La regione che ospita la quantità maggiore di rifiuti radioattivi è il Lazio, con 9.591 metri cubi (il 30,78% del totale nazionale), seguita da Lombardia (6.462 mc: il 20,74%), Piemonte (5.923 mc: il 19,01%), Basilicata (3.857 mc: il 12,38%), Campania (2.495 mc: il 8,01%), Emilia Romagna (1.167 mc, il 3,74%), Toscana (1.038 mc: il 3,33%) e Puglia (625 mc: il 2,01%).
I 51 siti
Il 99% del combustibile nucleare irraggiato – cioè allontanato dal reattore nucleare dove è avvenuta la fissione – proveniente dalle quattro centrali nucleari nazionali dismesse non si trova più in Italia, ma in Francia e in Gran Bretagna. Nel 2025 però, stando agli attuali accordi, dovrebbero tornare nel nostro Paese ed essere stoccato in una o più strutture ad hoc. Da qui la necessità di individuare un sito in cui far sorgere il deposito nazionale dei rifiuti radioattivi, richiesto anche – particolare non da poco – dalle norme dell’Unione Europea. Compito non facile per il Governo.
Già nel 2003 l’allora premier Silvio Berlusconi fu infatti costretto a fare marcia indietro sulla discarica a Scanzano Jonico, in Basilicata, dopo la rivolta dell’intera regione. Alzata di scudi che questa volta c’è stata da parte di altre regioni e comuni che potrebbero essere coinvolti. Nessuno insomma avrebbe intenzione di far sorgere il deposito nazionale sul proprio territorio.

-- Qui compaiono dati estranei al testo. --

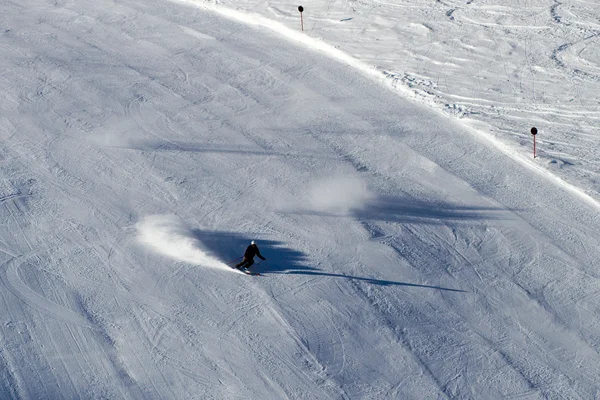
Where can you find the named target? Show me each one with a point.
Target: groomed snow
(410, 253)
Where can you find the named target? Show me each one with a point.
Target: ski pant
(246, 263)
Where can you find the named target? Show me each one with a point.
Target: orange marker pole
(534, 133)
(300, 8)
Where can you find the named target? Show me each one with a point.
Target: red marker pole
(300, 8)
(534, 133)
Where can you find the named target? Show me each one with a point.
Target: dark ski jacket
(252, 251)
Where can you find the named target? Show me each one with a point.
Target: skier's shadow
(229, 247)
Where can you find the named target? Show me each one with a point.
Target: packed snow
(381, 159)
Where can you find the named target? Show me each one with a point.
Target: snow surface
(410, 253)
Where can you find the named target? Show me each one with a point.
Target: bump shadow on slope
(406, 210)
(229, 247)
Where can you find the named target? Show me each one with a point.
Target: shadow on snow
(229, 247)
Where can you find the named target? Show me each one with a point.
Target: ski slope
(146, 142)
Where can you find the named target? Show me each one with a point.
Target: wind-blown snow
(338, 195)
(169, 235)
(410, 253)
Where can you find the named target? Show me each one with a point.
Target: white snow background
(381, 159)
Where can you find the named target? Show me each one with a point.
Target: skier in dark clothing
(248, 260)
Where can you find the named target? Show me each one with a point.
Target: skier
(248, 260)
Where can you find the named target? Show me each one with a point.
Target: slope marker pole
(300, 8)
(534, 133)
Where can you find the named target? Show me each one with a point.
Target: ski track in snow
(446, 271)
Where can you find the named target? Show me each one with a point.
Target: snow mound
(170, 236)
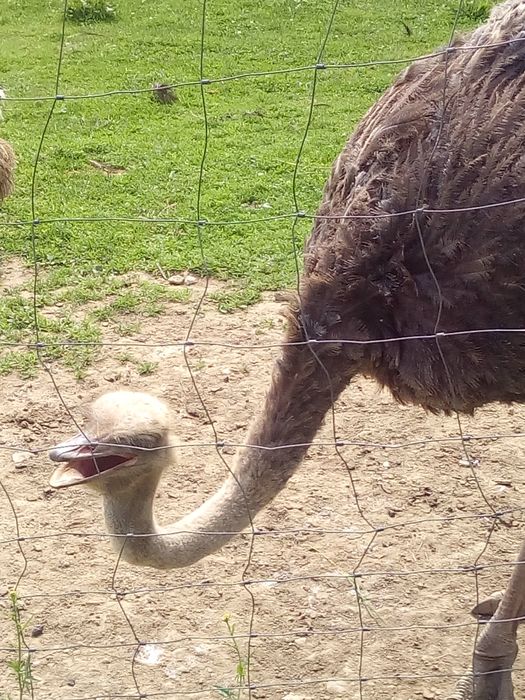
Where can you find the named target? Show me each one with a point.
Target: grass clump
(21, 664)
(241, 666)
(87, 11)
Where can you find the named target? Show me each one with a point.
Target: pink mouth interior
(91, 466)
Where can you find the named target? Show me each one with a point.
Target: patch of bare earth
(416, 586)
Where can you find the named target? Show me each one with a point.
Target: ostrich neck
(299, 397)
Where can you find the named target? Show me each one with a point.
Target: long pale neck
(299, 397)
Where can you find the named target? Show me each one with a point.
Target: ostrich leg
(490, 677)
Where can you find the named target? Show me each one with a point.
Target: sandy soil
(416, 588)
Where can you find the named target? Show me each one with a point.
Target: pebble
(337, 687)
(21, 459)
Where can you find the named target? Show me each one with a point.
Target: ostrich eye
(144, 441)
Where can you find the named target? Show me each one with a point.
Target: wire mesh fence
(355, 582)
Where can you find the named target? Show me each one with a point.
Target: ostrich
(387, 259)
(7, 162)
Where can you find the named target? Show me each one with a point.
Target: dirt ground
(416, 588)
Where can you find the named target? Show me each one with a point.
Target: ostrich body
(448, 135)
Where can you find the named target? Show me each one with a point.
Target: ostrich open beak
(86, 460)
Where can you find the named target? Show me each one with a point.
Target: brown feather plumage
(369, 279)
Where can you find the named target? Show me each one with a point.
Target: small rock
(337, 688)
(21, 459)
(469, 463)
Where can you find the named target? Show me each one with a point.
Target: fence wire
(250, 586)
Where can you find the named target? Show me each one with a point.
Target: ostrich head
(126, 436)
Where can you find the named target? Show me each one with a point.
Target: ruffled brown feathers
(448, 135)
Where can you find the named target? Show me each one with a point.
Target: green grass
(63, 317)
(129, 156)
(20, 665)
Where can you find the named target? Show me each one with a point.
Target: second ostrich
(416, 234)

«Tutti i giorni produciamo scorie nucleari a bassa e media intensità. In questo momento abbiamo 30 e più siti di stoccaggio. La cosa bella sarebbe ridurli a uno. Altrimenti, uno al Nord, uno al Centro e uno al Sud. È una valutazione da fare», ha dichiarato il ministro dell’Ambiente e della Sicurezza energetica, Gilberto Pichetto Fratin, a margine di una convegno di Confindustria a Roma lo scorso settembre. «Sul deposito geologico», quello per le scorie ad alta radioattività, provenienti dalle centrali dismesse, «possono esserci soluzioni diverse. Possiamo anche lasciarle in Francia, facendo pagare noi e i nostri figli a vita», ha aggiunto il ministro.
Intanto la Sogin, la società pubblica per lo smantellamento delle vecchie centrali, ha individuato 51 aree in Italia (la maggior parte – 21 – nel Lazio) dove si potrebbe costruire il deposito. Ma nessuno dei Comuni interessati ha detto sì. Anzi, i municipi hanno tutti rilanciato la palla vero il ministro Pichetto, che ha precisato che «va avanti la procedura di Valutazione di impatto ambientale sui 51 siti», quelli individuati nella Carta nazionale delle aree idonee (Cnai) preparata dalla Sogin.
La mappa individua 51 siti in 6 regioni: Basilicata, Puglia, Lazio, Piemonte, Sardegna, Sicilia. «Su quella valutiamo». Insomma, valutazioni in corso. Ma il problema andrà risolto al più presto. Anche se non si deciderà di tornare a produrre energia nucleare sul nostro territorio. Figuriamoci in caso contrario.